Folglich sei der Unabhängige Verwaltungssenat Wien davon ausgegangen, daß die wider ihn erhobenen Vorwürfe der Urkundenfälschung hinsichtlich des auf Marko R lautenden Reisepasses zuträfen. Mit Beschluß des Untersuchungsrichters vom 23.12.1992 im Verfahren vor dem Landesgericht für Strafsachen Wien, zur Zahl 24a Vr 4544/92, war ein Gerichtsverfahren gegen den Antragsteller betreffend den auch der hsg Entscheidung zugrundegelegten Reisepaß gemäß §90 Abs1 StPO eingestellt worden. Dieser Beschluß war im Umweg über einen weiteren Beschluß des Oberlandesgerichtes Wien vom 10.9.1993 am 22.9.1993 dem ausgewiesenen Vertreter zugegangen. Die 14tägige Einbringungsfrist gemäß §69 Abs2 AVG sei gewahrt und wird in diesem Zusammenhang vorgebracht, daß der Antragsteller, Marko R, zu Recht den Reisepaß lautend auf seine Person innehatte. Er sei somit mit der Person des Jordan D nicht ident und sei seine Abschiebung aufgrund des gegen Jordan D verhängten Aufenthaltsverbotes zu Unrecht erfolgt. Mit obzitiertem Beschluß d LG Wien sei sohin ein neues Beweismittel hervorgekommen, welches im Verfahren vor dem Unabhängigen Verwaltungssenat Wien ohne sein Verschulden nicht geltend gemacht werden hatte können und weiters sei durch den Beschluß des Landesgerichtes für Strafsachen Wien für das Verfahren vor dem Unabhängigen Verwaltungssenat Wien eine entscheidene Vorfrage dergestalt anders entschieden worden, daß dem Bescheid vom 21.7.1992 jede Grundlage entzogen wird.

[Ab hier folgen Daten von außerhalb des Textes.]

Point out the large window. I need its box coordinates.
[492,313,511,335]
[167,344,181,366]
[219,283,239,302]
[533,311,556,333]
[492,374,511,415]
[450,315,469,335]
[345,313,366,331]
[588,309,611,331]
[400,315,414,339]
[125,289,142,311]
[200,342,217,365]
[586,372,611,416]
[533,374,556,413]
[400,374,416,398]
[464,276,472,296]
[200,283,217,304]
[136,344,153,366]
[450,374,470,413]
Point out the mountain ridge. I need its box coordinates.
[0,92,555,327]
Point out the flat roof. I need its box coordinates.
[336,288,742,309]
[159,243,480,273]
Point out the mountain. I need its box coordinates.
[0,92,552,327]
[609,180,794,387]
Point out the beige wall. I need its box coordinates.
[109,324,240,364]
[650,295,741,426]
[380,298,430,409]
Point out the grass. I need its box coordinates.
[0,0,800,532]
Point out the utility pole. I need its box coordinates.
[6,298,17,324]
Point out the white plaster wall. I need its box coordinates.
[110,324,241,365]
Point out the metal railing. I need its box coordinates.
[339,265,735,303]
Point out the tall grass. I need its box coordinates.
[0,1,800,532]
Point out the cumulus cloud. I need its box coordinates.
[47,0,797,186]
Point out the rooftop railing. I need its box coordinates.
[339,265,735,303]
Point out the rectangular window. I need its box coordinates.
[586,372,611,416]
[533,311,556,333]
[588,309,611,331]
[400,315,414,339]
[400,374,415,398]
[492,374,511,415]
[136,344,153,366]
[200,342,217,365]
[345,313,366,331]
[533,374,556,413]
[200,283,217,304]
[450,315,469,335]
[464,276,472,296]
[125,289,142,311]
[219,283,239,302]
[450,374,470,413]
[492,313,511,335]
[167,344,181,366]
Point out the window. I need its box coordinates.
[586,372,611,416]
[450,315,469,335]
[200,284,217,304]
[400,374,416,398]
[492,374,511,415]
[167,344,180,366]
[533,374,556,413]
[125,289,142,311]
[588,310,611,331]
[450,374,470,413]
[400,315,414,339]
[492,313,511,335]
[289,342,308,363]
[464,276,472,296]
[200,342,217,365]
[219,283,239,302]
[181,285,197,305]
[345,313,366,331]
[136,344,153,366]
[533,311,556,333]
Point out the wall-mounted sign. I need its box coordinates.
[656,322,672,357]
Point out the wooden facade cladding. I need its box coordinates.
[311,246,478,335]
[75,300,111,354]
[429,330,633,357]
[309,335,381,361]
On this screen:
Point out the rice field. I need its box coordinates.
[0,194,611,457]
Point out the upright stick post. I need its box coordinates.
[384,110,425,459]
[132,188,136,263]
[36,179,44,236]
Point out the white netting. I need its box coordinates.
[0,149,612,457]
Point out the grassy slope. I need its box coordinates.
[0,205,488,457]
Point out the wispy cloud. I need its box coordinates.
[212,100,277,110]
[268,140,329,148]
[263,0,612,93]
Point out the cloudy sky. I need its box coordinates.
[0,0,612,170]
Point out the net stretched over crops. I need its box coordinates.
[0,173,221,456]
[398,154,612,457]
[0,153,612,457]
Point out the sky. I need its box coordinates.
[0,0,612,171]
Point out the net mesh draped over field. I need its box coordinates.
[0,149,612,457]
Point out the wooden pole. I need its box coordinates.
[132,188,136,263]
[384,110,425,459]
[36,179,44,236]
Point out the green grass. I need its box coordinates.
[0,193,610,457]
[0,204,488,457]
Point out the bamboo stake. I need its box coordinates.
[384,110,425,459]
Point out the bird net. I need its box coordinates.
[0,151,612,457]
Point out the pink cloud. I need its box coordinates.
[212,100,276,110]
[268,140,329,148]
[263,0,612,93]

2. Der Unabhängige Verwaltungssenat Wien forderte zunächst von der Bundespolizeidirektion Wien den bezughabenden fremdenpolizeilichen Akt an, als auch vom Landesgericht den im Antrag auf Wiederaufnahme des Verfahrens zitierten Akt.
Es war aber sowohl von der Bundespolizeidirektion Wien als auch vom Landesgericht Wien - wiederholt - mitgeteilt worden, daß der Akt derzeit nicht zur Verfügung gestellt werden könne. Dieser Umstand war dem Vertreter des Beschwerdeführers auch am 1.9.1994 Rsa zur Kenntnis gebracht worden, der ungeachtet dessen beim Verwaltungsgerichtshof Säumnis relevierte.
Am 9.11.1994 war der Gerichtsakt eingelangt, seitens der Bundespolizeidirektion Wien war anläßlich einer Parallelentscheidung eine Aktenkopie übermittelt worden, welche für das ha Verfahren herangezogen werden konnte.
2.1. Zunächst ist zum Antrag des ausgewiesenen Rechtsvertreters auszuführen, daß der Bescheid, für dessen abgeschlossenes Verfahren die Wiederaufnahme beantragt wird, sowohl hinsichtlich der Aktenzahl als auch des Datums der Erlassung unrichtig bezeichnet wurde.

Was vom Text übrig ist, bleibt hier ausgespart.